Comment je les ai quittés, comment j’ai cessé de fréquenter la petite maison au fond des bois, je ne saurais le dire. Peut-être, après avoir vécu ensemble quelques évènements marquants de l’actualité sociale et politique de l’époque, ai-je eu soudain la tentation de voler de mes propres ailes, de m’émanciper en quelque sorte. Je crains d’avouer que je n’ai plus cherché à y retourner lorsque j’ai commencé à travailler dans une autre ville. Avec peu après un deuil familial qui a bouleversé ma vie. Mais ce ne peut être une excuse. En fait, j’étais inconscient et indifférent. Marc et Alexandre aussi, probablement, se sont éloignés de moi sans trop s’en rendre compte. J’ai eu des nouvelles, bien sûr, je sais que Marc et Alexandre ont réussi leur vie professionnelle et ont à leur tour fondé un foyer. Je sais aussi que le travail artistique et la réputation d’Elena ont illuminé sa fin de vie.

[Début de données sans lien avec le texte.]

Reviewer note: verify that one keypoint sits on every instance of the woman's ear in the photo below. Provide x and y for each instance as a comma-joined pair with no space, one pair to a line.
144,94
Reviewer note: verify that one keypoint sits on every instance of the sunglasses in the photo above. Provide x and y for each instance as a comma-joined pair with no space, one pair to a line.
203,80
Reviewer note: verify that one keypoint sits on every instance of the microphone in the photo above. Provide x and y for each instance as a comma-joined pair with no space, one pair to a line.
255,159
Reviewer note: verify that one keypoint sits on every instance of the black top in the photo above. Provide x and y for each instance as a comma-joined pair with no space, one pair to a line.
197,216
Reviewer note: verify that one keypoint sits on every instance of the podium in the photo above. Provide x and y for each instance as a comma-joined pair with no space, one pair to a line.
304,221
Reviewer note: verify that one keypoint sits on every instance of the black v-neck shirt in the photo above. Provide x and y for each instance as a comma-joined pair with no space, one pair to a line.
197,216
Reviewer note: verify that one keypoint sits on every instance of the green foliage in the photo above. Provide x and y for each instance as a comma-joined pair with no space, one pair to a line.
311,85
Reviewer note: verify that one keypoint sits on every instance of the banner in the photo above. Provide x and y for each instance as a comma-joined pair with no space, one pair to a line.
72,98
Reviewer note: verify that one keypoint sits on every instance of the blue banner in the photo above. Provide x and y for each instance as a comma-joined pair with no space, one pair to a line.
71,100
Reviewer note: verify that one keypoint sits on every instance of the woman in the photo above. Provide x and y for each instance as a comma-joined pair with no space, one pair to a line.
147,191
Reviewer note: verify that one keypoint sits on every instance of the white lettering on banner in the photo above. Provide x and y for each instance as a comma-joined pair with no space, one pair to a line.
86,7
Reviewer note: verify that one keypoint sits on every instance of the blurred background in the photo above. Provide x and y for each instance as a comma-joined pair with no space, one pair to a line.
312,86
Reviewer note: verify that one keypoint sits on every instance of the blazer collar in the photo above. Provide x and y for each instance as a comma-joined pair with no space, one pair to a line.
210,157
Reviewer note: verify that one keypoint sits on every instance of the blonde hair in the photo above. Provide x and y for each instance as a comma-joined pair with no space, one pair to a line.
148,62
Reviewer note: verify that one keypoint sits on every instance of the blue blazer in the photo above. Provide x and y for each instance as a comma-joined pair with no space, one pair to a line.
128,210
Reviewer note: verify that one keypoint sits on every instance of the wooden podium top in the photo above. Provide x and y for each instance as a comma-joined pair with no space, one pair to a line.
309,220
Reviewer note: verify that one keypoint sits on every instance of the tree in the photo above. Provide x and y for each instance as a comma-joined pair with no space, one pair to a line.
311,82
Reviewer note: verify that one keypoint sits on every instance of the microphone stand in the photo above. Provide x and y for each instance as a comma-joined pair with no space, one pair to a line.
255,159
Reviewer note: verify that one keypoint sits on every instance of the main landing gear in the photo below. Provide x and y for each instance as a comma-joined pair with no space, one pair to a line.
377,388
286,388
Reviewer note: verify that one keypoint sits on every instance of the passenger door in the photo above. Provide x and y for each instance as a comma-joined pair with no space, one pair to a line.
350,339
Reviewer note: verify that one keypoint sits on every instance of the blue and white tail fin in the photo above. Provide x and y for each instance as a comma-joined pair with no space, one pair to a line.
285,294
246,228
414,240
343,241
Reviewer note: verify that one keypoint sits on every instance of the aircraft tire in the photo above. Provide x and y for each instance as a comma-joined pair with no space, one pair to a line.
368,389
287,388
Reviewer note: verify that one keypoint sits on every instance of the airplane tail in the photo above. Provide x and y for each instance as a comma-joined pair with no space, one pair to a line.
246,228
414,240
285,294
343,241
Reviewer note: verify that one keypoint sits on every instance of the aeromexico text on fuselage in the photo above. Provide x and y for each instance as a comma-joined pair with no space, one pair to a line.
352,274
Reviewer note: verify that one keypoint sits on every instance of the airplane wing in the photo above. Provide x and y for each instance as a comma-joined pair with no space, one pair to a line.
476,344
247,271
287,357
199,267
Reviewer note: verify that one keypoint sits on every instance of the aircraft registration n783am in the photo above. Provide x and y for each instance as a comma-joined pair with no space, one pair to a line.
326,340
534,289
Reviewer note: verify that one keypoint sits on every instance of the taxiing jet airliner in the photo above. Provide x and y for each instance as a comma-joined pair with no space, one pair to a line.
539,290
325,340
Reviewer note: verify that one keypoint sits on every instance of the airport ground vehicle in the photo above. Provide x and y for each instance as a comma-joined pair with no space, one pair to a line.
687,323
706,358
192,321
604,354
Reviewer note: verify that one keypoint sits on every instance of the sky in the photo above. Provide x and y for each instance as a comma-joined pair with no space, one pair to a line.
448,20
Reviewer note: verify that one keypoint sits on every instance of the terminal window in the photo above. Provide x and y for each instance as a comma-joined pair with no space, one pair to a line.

Après tant d’années, tant d’activités plus ou moins utiles, tant de projets et aussi tant d’illusions plus ou moins perdues, voilà que nous sommes obligés de nous replier entre quatre murs, dans nos chambres, nos appartements ou nos maisons. Sans avoir réussi à changer le monde entretemps. Nous n’avons plus le choix de partager nos vies entre le refuge familial et la découverte du vaste monde, nous sommes obligés de nous confiner. Qu’aurions-nous dit, nous qui étions jeunes à l’époque, si on nous avait imposés cette contrainte ? Que disent et que pensent les jeunes gens de notre époque ? Même si nous cherchons à les héberger et à partager notre vie dans une maison accueillante.
Curieusement, comme si je pouvais ressusciter le passé, j’ai voulu voir ce qu’était devenue la petite maison. Vaine démarche, la petite maison a disparu, les bois aussi, ou du moins la végétation qui l’entourait. A sa place, et à la place des pavillons voisins, se dressent de petits immeubles de deux/trois étages, peints en blanc comme pour mieux souligner le contraste avec les teintes sombres de mon souvenir. La vie ne doit pas y être désagréable, il y a pire comme logement. Il fallait s’attendre à ce remplacement, dans cette ville où l’on manque de place pour loger tout le monde. Mais comment vais-je faire, moi, pour garder mes souvenirs, essayer de comprendre mes échecs, les échecs de ma génération, alors que nous étions si déterminés et si préparés à changer le monde ?
Il me reste à continuer à chercher le secret de la petite maison au fond des bois.